Read Also: Why Twitter Restricted Number Of Posts Users Can Read – Musk

Additionally, Hendrycks was the driving force behind the open letter to world leaders in June that warned AI posed a threat to humanity on par with pandemics and nuclear conflict.

Musk has frequently expressed concern about the risks posed by AI, referring to it as ‘our biggest existential threat’ and claiming that going too quickly would be like ‘summoning the demon.’

He has asserted that he helped form OpenAI in 2015 because he thought Google’s hasty efforts to enhance artificial intelligence were irresponsible.

He left OpenAI in 2018 to concentrate on Tesla, subsequently admitting that he was uneasy with the business’s profit-driven course under CEO Sam Altman’s leadership.

Musk also argues that OpenAI’s large language models — on which ChatGPT depends on for content, as is the case with other AI programs — are overly politically correct.

Musk in April shared details of his plans for a new AI tool called ‘TruthGPT’ in an interview with Fox News, the conservative broadcaster.

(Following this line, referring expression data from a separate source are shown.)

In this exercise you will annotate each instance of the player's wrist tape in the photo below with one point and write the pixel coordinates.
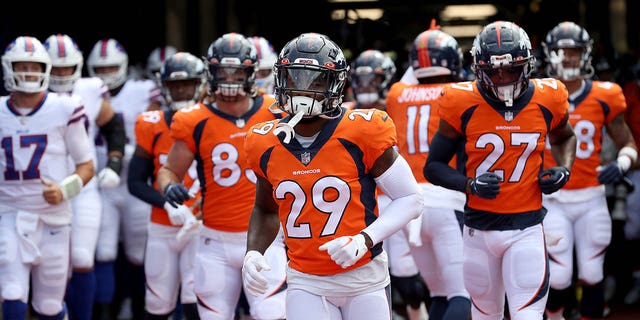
(115, 163)
(626, 157)
(71, 186)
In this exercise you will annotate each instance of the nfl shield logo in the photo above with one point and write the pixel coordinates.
(305, 158)
(508, 116)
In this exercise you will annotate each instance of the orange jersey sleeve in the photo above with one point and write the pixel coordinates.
(153, 135)
(598, 104)
(414, 110)
(217, 140)
(508, 141)
(324, 191)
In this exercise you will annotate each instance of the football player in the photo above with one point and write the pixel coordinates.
(317, 172)
(578, 214)
(171, 239)
(40, 131)
(436, 59)
(213, 134)
(502, 121)
(122, 214)
(66, 70)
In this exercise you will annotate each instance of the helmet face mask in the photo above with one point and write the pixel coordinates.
(109, 53)
(64, 53)
(232, 62)
(502, 61)
(182, 79)
(17, 64)
(567, 48)
(310, 76)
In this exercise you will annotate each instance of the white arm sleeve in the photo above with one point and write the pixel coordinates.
(78, 143)
(399, 184)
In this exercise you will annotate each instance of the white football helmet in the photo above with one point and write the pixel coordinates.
(64, 52)
(267, 57)
(158, 56)
(26, 49)
(109, 53)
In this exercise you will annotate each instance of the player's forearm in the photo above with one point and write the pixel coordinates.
(263, 229)
(85, 170)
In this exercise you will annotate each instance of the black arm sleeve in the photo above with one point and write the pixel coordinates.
(140, 172)
(437, 169)
(113, 132)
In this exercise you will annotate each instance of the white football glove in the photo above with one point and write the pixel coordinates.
(178, 216)
(347, 250)
(254, 282)
(190, 226)
(108, 179)
(414, 230)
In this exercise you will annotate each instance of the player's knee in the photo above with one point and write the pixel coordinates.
(269, 309)
(411, 289)
(82, 258)
(48, 307)
(13, 291)
(104, 254)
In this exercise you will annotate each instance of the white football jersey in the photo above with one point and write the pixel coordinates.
(36, 146)
(133, 99)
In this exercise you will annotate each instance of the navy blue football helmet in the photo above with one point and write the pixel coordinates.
(232, 63)
(503, 61)
(568, 35)
(311, 72)
(435, 53)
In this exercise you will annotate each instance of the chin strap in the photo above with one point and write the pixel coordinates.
(287, 127)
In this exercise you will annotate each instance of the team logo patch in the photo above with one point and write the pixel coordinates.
(305, 158)
(508, 115)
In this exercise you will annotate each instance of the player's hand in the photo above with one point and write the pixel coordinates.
(254, 282)
(108, 178)
(609, 173)
(552, 179)
(486, 185)
(190, 226)
(175, 194)
(347, 250)
(178, 216)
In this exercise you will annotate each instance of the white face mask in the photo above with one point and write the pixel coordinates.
(367, 98)
(307, 105)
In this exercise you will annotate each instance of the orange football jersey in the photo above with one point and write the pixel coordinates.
(508, 141)
(217, 140)
(153, 135)
(414, 111)
(632, 116)
(324, 191)
(596, 106)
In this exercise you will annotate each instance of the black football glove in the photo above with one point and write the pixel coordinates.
(552, 179)
(610, 173)
(487, 185)
(175, 194)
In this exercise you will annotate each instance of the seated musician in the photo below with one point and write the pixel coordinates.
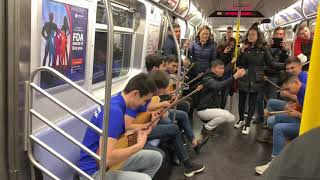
(211, 98)
(165, 131)
(286, 125)
(293, 66)
(182, 118)
(138, 164)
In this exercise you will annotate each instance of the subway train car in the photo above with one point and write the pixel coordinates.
(219, 87)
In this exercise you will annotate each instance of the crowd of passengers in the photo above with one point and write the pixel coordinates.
(213, 65)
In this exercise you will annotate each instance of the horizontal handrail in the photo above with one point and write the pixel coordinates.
(59, 156)
(39, 166)
(62, 77)
(63, 133)
(63, 106)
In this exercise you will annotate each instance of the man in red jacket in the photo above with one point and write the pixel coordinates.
(303, 45)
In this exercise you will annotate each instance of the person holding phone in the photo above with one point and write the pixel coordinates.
(280, 54)
(254, 57)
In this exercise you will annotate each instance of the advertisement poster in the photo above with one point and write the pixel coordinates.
(63, 41)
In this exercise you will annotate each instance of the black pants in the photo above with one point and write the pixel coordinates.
(242, 104)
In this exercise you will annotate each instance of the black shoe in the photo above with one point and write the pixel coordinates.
(175, 160)
(264, 126)
(264, 136)
(206, 132)
(194, 168)
(200, 144)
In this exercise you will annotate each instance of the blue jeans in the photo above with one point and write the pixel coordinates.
(276, 105)
(270, 92)
(281, 118)
(281, 132)
(170, 133)
(183, 121)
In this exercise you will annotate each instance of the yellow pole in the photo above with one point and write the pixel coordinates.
(237, 39)
(311, 113)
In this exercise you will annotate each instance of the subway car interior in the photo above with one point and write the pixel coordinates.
(194, 89)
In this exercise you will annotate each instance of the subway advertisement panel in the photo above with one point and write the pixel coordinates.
(63, 41)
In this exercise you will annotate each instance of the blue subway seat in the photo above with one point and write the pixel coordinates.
(63, 146)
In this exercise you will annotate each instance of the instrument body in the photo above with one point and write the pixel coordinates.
(131, 137)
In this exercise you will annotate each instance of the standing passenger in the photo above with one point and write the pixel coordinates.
(303, 45)
(169, 46)
(202, 51)
(254, 57)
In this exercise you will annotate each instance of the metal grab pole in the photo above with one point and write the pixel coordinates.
(179, 60)
(107, 95)
(302, 10)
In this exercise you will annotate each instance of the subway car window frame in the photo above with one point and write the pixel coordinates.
(123, 48)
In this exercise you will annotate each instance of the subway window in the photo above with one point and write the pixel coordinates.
(122, 17)
(121, 55)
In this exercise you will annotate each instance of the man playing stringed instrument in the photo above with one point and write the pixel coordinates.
(138, 164)
(211, 99)
(286, 125)
(293, 66)
(153, 63)
(164, 130)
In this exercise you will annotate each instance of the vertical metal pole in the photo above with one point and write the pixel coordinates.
(302, 10)
(179, 60)
(29, 128)
(107, 95)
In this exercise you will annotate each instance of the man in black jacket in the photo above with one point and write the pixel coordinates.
(210, 108)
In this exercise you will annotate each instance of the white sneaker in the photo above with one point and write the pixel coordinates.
(261, 169)
(239, 124)
(245, 130)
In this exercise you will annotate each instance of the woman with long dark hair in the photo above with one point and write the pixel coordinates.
(254, 56)
(202, 51)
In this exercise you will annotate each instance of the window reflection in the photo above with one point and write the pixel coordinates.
(121, 17)
(121, 55)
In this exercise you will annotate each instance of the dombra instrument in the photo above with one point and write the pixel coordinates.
(131, 137)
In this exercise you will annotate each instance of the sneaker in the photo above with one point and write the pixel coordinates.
(239, 124)
(194, 168)
(206, 132)
(261, 169)
(245, 130)
(200, 144)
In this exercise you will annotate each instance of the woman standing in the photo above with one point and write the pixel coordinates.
(202, 51)
(254, 56)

In the interview, he said his new AI company would come very late after OpenAI and Google DeepMind, both of which have made great strides in recent years.

‘I think I will create a third option, although it’s starting very late in the game. Can it be done? I don’t know, we’ll see,’ he said.

The launch of an AI company on the scale of OpenAI or Google DeepMind would come at an enormous expense, especially in regard to the necessary semiconductors, known as GPUs, which are mainly built by California company Nvidia.